Tenho fortes motivos para frear esses pensamentos, e não é só porque sou um nada e ela parece ser tudo que um cara pode querer. Se ela seguir aparecendo aqui, continuarei esperando ela vir o tempo todo e, se isso acontecer, vou me comportar de modo atrapalhado e idiota, e sei que vou convidá-la para ir até minha espelunca outra vez, e ela vai negar outra vez, e eu vou me sentir um imbecil outra vez.

Além do mais, eu já li tudo quanto é tipo de romance e a esta altura das coisas já deu pra perceber que as coisas nunca saem tão maravilhosas como no papel. Não quero passar tudo aquilo que o jovem Werther passou. Juliete não é Charlotte. Juliete não é Penélope Cruz em Vanilla Sky porra nenhuma, é tudo fruto da minha idealização.
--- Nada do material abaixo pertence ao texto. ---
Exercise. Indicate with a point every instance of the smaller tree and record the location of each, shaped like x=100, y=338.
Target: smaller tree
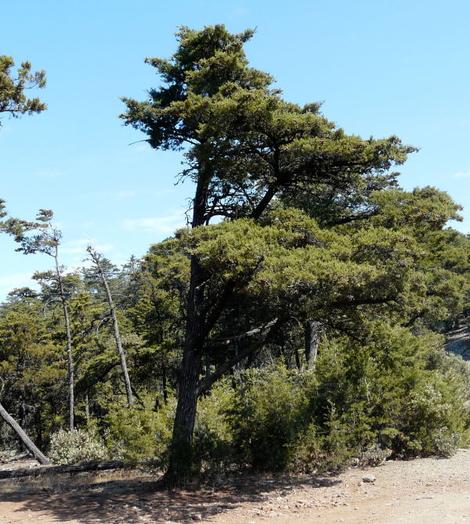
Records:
x=13, y=100
x=46, y=239
x=102, y=267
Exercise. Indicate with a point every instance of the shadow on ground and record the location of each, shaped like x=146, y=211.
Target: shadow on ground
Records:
x=138, y=500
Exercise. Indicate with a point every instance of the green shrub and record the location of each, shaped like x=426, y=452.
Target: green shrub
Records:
x=213, y=438
x=78, y=445
x=270, y=411
x=140, y=434
x=389, y=396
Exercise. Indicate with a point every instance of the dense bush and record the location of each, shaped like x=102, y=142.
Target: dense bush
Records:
x=397, y=395
x=139, y=434
x=78, y=445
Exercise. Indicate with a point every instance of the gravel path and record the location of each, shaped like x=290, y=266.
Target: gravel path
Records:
x=425, y=491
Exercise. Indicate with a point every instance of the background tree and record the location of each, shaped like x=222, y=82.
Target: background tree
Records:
x=103, y=266
x=13, y=86
x=47, y=241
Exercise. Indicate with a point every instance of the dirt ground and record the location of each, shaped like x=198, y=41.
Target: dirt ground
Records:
x=424, y=491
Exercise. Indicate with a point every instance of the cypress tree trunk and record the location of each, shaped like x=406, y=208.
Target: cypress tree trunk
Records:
x=180, y=468
x=68, y=333
x=23, y=437
x=312, y=341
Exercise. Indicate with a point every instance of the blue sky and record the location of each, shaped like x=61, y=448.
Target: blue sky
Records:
x=381, y=67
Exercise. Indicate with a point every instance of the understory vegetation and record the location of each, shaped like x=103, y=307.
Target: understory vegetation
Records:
x=301, y=330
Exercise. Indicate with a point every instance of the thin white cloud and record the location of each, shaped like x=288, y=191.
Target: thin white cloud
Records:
x=49, y=173
x=462, y=174
x=161, y=225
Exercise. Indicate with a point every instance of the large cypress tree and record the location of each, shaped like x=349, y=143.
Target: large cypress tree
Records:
x=245, y=146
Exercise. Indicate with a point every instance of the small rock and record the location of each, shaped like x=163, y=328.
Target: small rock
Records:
x=369, y=478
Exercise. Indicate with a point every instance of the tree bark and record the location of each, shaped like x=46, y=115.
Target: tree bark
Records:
x=68, y=333
x=312, y=340
x=23, y=437
x=117, y=334
x=180, y=468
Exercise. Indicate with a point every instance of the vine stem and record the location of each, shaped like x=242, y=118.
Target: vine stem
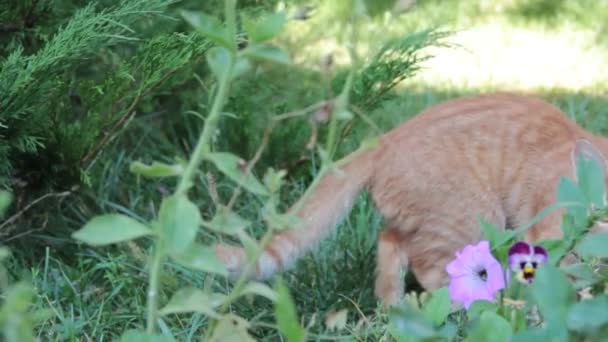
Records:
x=202, y=146
x=155, y=270
x=201, y=149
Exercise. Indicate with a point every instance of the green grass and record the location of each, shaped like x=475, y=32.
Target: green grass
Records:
x=97, y=293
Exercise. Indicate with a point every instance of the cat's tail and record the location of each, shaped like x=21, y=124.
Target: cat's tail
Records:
x=321, y=211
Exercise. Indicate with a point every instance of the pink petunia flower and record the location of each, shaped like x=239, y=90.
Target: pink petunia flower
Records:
x=475, y=274
x=524, y=259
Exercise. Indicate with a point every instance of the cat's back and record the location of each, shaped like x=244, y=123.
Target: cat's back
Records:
x=490, y=119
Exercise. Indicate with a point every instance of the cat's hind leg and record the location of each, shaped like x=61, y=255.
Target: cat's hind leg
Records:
x=392, y=263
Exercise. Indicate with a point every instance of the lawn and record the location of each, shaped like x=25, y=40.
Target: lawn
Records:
x=556, y=50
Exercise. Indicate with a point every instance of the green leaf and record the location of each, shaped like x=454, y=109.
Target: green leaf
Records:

Repassando: eu nunca me apaixono, eu não boto fé em garotas, elas são umas dissimuladas e eu sou cínico a respeito do amor. Já testei essa coisa algumas vezes e concluí em todas elas que o processo envolve muito mais sofrimento, mentiras e desilusão do que a poetização inicial consegue supor.

Que porcaria de vida. Tudo começou como uma brincadeira juvenil idiota, e eu preferiria que continuasse assim. Quantos livros você precisa ler até aprender a escolher o que vai sentir quando encontrar alguém? Até a parte da atração física já estava legal. Eu disse que era encrenca, não disse? Acontece que eu nunca acredito em mim.